I am trying to find the Taylor series for $\sqrt{x}$ centered at $a=16$.
I begin by finding some derivatives so that i can work out a formula for the $n_{th}$ derivative as the Taylor series for a function is given by:
$$f(x) = \sum_{n=0}^\infty \frac{f^{n}(a)}{n!}(x-a)^n$$
I obtained the following for the first four derivatives:
$$f'(x)=\frac{1}{2}x^{-\frac{1}{2}}$$
$$f^2(x) = \frac{1}{2}.\frac{-1}{2}x^{-\frac{3}{2}}$$
$$f^3(x)=\frac{1}{2}.\frac{-1}{2}.\frac{-3}{2}x^{-\frac{5}{2}}$$
$$f^4(x)=\frac{1}{2}.\frac{-1}{2}.\frac{-3}{2}.\frac{-5}{2}x^{-\frac{7}{2}}$$
from this i have determined that successive terms alternate in signs beginning with a positive, so i might say that $f^n(a) = (-1)^{n+1}$ and checking for n=1 results in a positive, n=2 negative etc.
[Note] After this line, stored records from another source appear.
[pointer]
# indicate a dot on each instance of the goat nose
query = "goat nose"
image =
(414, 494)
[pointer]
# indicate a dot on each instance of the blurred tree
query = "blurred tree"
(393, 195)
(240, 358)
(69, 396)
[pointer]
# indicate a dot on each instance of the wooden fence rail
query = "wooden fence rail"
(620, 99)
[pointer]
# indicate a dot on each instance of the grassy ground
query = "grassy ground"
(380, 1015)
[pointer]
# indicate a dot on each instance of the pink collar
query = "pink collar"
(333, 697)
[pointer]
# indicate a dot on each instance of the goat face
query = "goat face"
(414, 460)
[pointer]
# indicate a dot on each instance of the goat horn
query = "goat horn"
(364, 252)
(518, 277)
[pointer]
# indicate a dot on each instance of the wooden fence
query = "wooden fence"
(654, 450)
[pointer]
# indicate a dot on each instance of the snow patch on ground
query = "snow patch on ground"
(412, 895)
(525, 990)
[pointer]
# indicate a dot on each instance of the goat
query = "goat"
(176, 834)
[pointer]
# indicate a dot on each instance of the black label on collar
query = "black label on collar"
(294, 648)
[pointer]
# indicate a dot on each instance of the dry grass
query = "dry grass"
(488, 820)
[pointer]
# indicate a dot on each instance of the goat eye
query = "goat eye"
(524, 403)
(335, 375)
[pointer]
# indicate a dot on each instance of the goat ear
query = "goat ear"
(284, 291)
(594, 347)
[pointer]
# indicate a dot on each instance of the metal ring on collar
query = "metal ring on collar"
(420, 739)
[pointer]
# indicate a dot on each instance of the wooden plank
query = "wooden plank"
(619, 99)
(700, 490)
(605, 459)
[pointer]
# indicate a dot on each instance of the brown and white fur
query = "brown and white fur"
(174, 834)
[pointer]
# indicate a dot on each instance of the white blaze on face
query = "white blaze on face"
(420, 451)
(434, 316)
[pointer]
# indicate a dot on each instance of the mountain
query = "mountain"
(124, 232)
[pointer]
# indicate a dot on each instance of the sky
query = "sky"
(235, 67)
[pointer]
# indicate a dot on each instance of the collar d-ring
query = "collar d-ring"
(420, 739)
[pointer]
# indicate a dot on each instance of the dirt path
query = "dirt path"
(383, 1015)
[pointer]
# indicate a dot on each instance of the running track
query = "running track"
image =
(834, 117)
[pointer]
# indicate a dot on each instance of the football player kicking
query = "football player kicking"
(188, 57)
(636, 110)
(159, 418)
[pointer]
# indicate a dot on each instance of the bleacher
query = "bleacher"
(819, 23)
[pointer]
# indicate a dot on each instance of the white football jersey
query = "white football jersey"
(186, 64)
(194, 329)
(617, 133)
Next, it is easily seen that success derivatives have the pattern $\frac{1}{2^n}$, the powers of x, $\text{}$ $x^{\frac{-2n+1}{2}}$
I am having difficulty obtaining a pattern for $1.1.3.5.7…$
I notice that sometimes in these problems you can only get a pattern for the derivatives from say n=2, or n=3. My instinct says knock off the first derivative and obtain a pattern for n=2 onwards then we have $1.3.5.7 $
I've tried a couple of things using $Tn=a+(n-1)d$ to get the pattern but i'm not having much luck. Could someone provide me some tips on how to determine this pattern and also how to know when you have to 'knock off a term', say only take a pattern from n=2?
edit
In order to determine the pattern you can do the following. given a sequence that starts at n=2 and is $3.7.11…$ for example. Take the difference between the terms, so 4. then multiply by n: $4n$ now substitute values of n to see what this gives and compare to what is expected. so for $n=2$, $4(2)=8$ but we want $3$ so we need to subtract 5. Likewise for n=3, $4(3)=12$ but we want 7 so subtracting 5 will give 7. Hence the pattern is $3.7.11…(4n-5)$
Best Answer
Note that by the extended binomial theorem, for $|z|\leq 1$, $$\sqrt{1+z}=\sum_{n=0}^{\infty}\binom{1/2}{n}z^n$$ where $\binom{1/2}{0}=1$, $\binom{1/2}{1}=1/2$ and for $n>1$, $$\binom{1/2}{n}=\frac{1}{n!}\prod_{k=0}^{n-1}\left(\frac{1}{2}-k\right)= \frac{(-1)^{n-1}(1\cdot3\cdot5\cdot7\cdots(2n-3))}{n!2^n} =\frac{(-1)^{n-1}\binom{2n}{n}}{(2n-1)4^n}.$$ Hence for $|x-16|\leq 16$, $$\sqrt{x}=\sqrt{16+(x-16)}=4\sqrt{1-\frac{(x-16)}{16}}=4\sum_{n=0}^{\infty}\frac{\binom{1/2}{n}}{16^n}(x-16)^n\\ =\sum_{n=0}^{\infty}\frac{(-1)^{n-1}\binom{2n}{n}}{(2n-1)4^{3n-1}}(x-16)^n.$$